Karyawan stress, bt, pusing.. mana bisa ngarepin kinerja kerja yang maksimal
Kalo di tempat saya, karyawan dibebaskan untuk menggunakan fasilitas chatting. Bahkan kalo bisa, bila sedang di perjalanan pun harus online untuk bisa chatting. Apalagi handphone teknologi akhir saat ini dapat menggunakan aplikasi tambahan untuk bisa chatting dengan sesama rekan kerja saat tidak berada di kantor (mobile).
kantor tempat saya bekerja justru mewajibkan chatting pakai skype, jadi komunikasi antar cabang di jakarta, batam, singapore, dan thailand lebih efektif dibanding lewat telp
Di kantor, kami selalu memanfaatkan instant messaging sebagai pendukung komunikasi dengan atasan, teman kerja, bahkan klien. Fasilitas ini terbukti sangat membantu kelancaran kerja kami. Lebih murah cost-nya daripada telepon, mempermudah pertukaran data (sending and receive files), dan jelas terdokumentasi.

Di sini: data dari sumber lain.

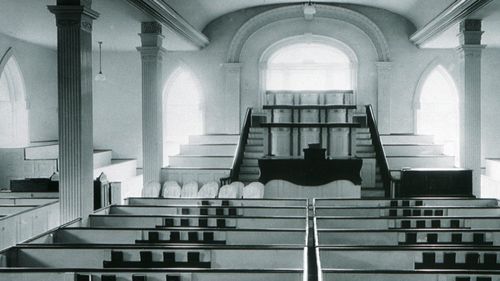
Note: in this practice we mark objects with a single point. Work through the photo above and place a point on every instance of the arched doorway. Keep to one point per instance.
(183, 113)
(437, 110)
(309, 64)
(13, 112)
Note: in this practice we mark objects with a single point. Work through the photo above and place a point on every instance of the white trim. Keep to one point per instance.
(454, 13)
(362, 22)
(305, 38)
(19, 136)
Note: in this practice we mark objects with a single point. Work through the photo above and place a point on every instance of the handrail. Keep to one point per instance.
(380, 155)
(240, 149)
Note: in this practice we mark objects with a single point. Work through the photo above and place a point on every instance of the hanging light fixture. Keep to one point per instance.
(100, 76)
(309, 10)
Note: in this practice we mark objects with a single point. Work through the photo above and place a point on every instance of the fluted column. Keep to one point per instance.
(231, 115)
(152, 130)
(74, 76)
(384, 96)
(470, 105)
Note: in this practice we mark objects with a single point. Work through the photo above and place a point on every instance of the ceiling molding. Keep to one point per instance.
(160, 11)
(456, 12)
(296, 11)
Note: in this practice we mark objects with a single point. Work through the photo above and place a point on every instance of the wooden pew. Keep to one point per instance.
(415, 211)
(409, 223)
(83, 256)
(154, 275)
(195, 221)
(417, 237)
(405, 202)
(212, 210)
(131, 236)
(216, 202)
(410, 258)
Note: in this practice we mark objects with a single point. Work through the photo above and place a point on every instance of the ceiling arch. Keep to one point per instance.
(295, 11)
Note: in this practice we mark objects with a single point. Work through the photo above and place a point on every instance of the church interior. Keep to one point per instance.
(201, 140)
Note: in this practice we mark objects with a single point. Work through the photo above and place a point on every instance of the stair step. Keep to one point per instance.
(256, 135)
(214, 139)
(186, 174)
(200, 161)
(118, 170)
(102, 157)
(256, 130)
(365, 154)
(372, 192)
(208, 149)
(248, 177)
(364, 142)
(250, 162)
(253, 155)
(365, 148)
(406, 139)
(413, 149)
(427, 161)
(249, 170)
(255, 142)
(254, 148)
(493, 168)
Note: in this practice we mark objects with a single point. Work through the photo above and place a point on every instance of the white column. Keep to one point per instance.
(231, 111)
(152, 54)
(384, 96)
(74, 76)
(470, 105)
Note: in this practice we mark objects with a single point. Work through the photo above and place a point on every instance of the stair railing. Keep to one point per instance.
(240, 150)
(380, 155)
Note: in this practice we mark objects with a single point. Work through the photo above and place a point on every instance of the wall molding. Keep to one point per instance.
(456, 12)
(164, 14)
(359, 20)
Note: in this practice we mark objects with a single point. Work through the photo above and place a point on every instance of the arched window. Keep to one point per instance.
(13, 112)
(437, 110)
(309, 66)
(182, 110)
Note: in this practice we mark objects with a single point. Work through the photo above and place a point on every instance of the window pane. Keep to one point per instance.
(309, 66)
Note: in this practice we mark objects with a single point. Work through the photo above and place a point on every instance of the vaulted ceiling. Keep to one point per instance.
(119, 22)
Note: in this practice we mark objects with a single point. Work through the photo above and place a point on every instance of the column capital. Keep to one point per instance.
(470, 32)
(151, 53)
(231, 66)
(383, 65)
(151, 34)
(74, 15)
(470, 50)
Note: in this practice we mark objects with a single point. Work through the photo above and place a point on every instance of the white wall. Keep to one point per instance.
(490, 103)
(39, 69)
(117, 104)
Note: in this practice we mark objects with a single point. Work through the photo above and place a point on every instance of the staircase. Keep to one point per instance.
(371, 185)
(205, 158)
(414, 151)
(254, 149)
(43, 158)
(402, 151)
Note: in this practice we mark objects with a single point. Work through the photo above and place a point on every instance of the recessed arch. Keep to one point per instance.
(296, 11)
(183, 109)
(327, 43)
(13, 111)
(436, 107)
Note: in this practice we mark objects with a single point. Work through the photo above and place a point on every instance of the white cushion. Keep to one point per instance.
(189, 190)
(209, 190)
(171, 189)
(228, 191)
(254, 190)
(239, 187)
(151, 189)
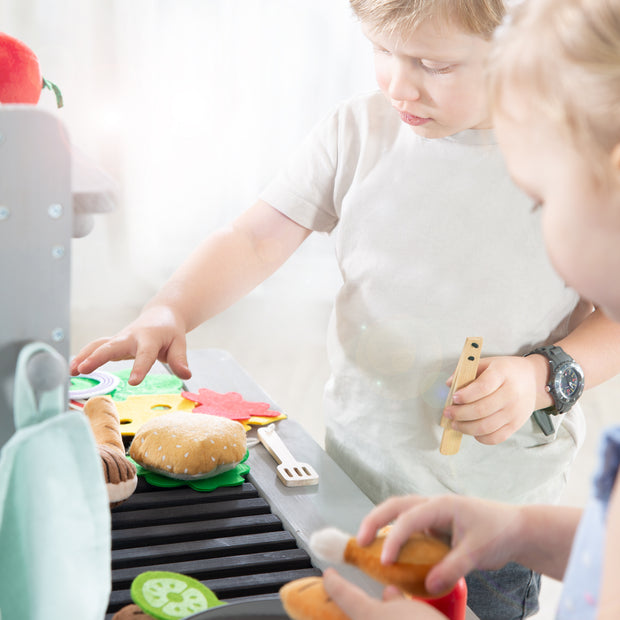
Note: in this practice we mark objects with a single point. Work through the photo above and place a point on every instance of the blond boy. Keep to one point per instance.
(435, 243)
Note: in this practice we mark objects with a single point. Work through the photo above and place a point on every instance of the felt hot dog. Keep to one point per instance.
(306, 599)
(120, 474)
(416, 558)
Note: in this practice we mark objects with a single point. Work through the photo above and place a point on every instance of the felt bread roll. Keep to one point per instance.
(416, 558)
(189, 446)
(306, 599)
(105, 423)
(120, 474)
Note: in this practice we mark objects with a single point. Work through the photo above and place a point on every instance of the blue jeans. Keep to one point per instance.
(510, 593)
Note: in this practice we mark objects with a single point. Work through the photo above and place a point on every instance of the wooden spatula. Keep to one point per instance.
(464, 374)
(292, 473)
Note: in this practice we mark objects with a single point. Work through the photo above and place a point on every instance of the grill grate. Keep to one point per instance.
(228, 539)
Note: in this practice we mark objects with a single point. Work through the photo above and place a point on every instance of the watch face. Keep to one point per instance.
(569, 382)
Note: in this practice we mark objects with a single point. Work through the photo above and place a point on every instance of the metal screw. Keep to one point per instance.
(55, 211)
(58, 251)
(58, 334)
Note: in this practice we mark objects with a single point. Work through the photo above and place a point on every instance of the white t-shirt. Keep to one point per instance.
(435, 244)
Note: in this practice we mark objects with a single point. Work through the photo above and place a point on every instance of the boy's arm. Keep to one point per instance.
(508, 389)
(224, 268)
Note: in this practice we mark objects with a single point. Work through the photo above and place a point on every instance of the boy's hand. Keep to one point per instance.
(501, 399)
(485, 535)
(359, 606)
(157, 334)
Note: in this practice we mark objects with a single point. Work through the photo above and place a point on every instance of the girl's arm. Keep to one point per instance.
(224, 268)
(484, 535)
(609, 608)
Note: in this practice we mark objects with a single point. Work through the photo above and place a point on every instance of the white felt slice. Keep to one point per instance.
(329, 544)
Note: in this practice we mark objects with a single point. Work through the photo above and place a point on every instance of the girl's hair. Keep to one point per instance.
(564, 56)
(398, 17)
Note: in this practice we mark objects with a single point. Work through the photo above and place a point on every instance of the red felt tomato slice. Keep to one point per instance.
(20, 75)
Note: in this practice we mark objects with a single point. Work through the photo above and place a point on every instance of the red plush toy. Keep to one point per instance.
(20, 75)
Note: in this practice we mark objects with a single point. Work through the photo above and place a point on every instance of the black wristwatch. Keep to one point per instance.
(565, 379)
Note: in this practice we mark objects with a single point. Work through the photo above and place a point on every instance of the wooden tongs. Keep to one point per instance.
(464, 374)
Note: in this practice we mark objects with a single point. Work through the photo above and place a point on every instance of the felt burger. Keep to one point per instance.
(306, 598)
(189, 446)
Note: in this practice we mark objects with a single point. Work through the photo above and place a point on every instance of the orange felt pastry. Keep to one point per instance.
(416, 558)
(120, 474)
(306, 599)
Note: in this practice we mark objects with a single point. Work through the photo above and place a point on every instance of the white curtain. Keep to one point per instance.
(191, 106)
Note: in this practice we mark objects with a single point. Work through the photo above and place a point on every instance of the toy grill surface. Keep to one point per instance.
(242, 542)
(228, 539)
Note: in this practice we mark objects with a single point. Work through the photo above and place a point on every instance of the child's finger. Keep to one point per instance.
(177, 359)
(351, 599)
(84, 354)
(485, 384)
(145, 358)
(435, 514)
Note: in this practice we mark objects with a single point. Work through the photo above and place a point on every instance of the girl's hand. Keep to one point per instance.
(501, 399)
(485, 535)
(359, 606)
(157, 334)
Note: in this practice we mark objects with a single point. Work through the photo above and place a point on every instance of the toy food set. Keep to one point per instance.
(159, 394)
(164, 595)
(120, 474)
(21, 75)
(306, 599)
(291, 472)
(189, 446)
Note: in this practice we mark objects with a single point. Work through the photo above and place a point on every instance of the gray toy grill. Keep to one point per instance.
(228, 539)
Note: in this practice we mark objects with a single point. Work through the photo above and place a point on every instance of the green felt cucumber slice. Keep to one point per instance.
(169, 596)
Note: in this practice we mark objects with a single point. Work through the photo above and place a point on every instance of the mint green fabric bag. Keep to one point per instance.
(54, 511)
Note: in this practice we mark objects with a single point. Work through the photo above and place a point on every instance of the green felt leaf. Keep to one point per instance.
(168, 596)
(152, 384)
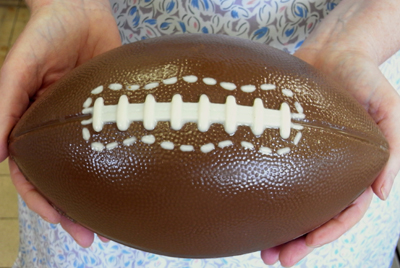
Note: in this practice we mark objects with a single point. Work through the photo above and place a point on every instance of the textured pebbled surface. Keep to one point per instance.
(227, 201)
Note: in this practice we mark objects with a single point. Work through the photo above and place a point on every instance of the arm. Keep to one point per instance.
(349, 45)
(59, 36)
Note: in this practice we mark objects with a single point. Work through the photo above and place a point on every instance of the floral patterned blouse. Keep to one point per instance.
(280, 23)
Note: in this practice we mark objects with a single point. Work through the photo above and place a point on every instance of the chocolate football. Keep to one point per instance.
(198, 146)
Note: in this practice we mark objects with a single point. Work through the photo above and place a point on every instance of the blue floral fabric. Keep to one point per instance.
(280, 23)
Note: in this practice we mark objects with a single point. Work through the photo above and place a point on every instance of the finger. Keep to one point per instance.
(293, 251)
(80, 234)
(391, 129)
(103, 239)
(336, 227)
(271, 255)
(33, 199)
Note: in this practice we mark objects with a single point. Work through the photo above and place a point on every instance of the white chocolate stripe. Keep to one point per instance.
(203, 113)
(167, 145)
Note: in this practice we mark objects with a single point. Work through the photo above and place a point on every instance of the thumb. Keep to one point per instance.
(14, 99)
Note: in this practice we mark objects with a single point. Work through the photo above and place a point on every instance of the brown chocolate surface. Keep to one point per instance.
(242, 192)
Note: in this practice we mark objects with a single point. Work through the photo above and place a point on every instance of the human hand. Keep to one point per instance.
(350, 53)
(59, 36)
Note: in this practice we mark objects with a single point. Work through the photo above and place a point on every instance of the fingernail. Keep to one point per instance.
(383, 192)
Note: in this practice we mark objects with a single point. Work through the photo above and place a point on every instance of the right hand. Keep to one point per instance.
(59, 36)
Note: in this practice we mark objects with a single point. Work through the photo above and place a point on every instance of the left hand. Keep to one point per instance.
(340, 49)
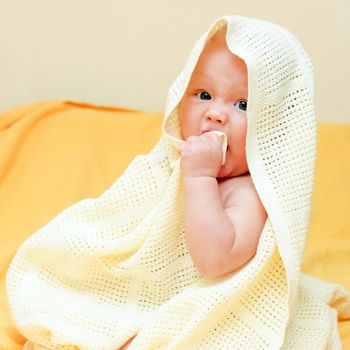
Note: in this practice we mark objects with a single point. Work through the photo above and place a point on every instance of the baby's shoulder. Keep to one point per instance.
(236, 189)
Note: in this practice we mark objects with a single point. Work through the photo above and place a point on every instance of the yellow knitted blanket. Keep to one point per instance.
(116, 266)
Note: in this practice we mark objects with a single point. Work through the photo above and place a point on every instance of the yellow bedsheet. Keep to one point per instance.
(54, 153)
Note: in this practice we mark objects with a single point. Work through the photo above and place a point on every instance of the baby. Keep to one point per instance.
(216, 99)
(156, 261)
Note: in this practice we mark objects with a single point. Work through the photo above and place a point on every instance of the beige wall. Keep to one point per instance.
(128, 52)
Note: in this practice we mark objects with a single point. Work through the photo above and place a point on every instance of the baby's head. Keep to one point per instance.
(216, 100)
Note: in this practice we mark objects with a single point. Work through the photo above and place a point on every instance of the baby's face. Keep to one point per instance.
(216, 99)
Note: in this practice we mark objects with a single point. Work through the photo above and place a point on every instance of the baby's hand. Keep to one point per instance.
(201, 155)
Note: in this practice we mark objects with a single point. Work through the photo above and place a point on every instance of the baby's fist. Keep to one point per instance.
(201, 155)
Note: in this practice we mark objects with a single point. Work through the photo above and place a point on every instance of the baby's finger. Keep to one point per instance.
(212, 136)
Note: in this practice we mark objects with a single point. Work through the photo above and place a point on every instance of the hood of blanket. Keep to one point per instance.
(281, 131)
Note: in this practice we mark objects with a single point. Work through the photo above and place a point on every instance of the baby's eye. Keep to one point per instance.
(242, 105)
(204, 95)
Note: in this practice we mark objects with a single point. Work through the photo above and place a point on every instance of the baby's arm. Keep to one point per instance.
(220, 238)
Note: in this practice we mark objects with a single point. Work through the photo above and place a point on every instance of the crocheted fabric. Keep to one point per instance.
(109, 268)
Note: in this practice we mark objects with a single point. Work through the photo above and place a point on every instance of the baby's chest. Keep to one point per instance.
(228, 187)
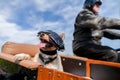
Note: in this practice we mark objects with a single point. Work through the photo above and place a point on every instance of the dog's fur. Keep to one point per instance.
(55, 63)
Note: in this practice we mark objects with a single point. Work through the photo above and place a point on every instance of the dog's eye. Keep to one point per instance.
(41, 34)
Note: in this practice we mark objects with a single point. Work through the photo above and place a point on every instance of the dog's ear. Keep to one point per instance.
(62, 35)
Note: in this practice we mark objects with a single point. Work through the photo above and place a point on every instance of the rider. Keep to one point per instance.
(89, 30)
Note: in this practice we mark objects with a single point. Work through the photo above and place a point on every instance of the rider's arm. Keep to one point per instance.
(90, 20)
(111, 34)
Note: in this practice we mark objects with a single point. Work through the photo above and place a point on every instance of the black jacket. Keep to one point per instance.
(90, 28)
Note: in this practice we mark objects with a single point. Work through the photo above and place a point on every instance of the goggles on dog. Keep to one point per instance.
(55, 39)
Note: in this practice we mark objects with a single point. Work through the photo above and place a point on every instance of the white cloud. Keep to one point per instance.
(67, 9)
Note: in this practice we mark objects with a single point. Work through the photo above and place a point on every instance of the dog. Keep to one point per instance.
(47, 56)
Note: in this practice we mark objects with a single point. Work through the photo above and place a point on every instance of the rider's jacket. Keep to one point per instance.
(90, 28)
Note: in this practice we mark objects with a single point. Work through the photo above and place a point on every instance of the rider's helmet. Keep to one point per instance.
(90, 3)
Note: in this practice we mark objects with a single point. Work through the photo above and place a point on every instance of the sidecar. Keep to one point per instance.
(75, 68)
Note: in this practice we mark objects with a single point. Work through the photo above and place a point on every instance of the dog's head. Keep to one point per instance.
(50, 40)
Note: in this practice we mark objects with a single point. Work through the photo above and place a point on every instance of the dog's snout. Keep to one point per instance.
(41, 34)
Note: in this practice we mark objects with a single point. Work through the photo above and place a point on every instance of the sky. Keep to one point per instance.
(21, 20)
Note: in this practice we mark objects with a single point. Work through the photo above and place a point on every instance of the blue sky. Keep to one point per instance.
(20, 20)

Instant messaging favorit kami yaitu Yahoo!Messenger. Untuk chatting khusus internal kantor (Local Area Network, kmai memakai e-pop.
Selama IM (instant messenger) dimanfaatkan untuk komunikasi pekerjaan, it’s ok.. justru bila ada IM kita banyak terbantu, save budget, fast response beda dengan email, dll masih banyak lagi,
Pada intinya, apapun jenis fasilitas bila digunakan sebagaimana semestinya & untuk mendukung pekerjaan tentunya akan lebih helpfull to be success, bener nggak guys?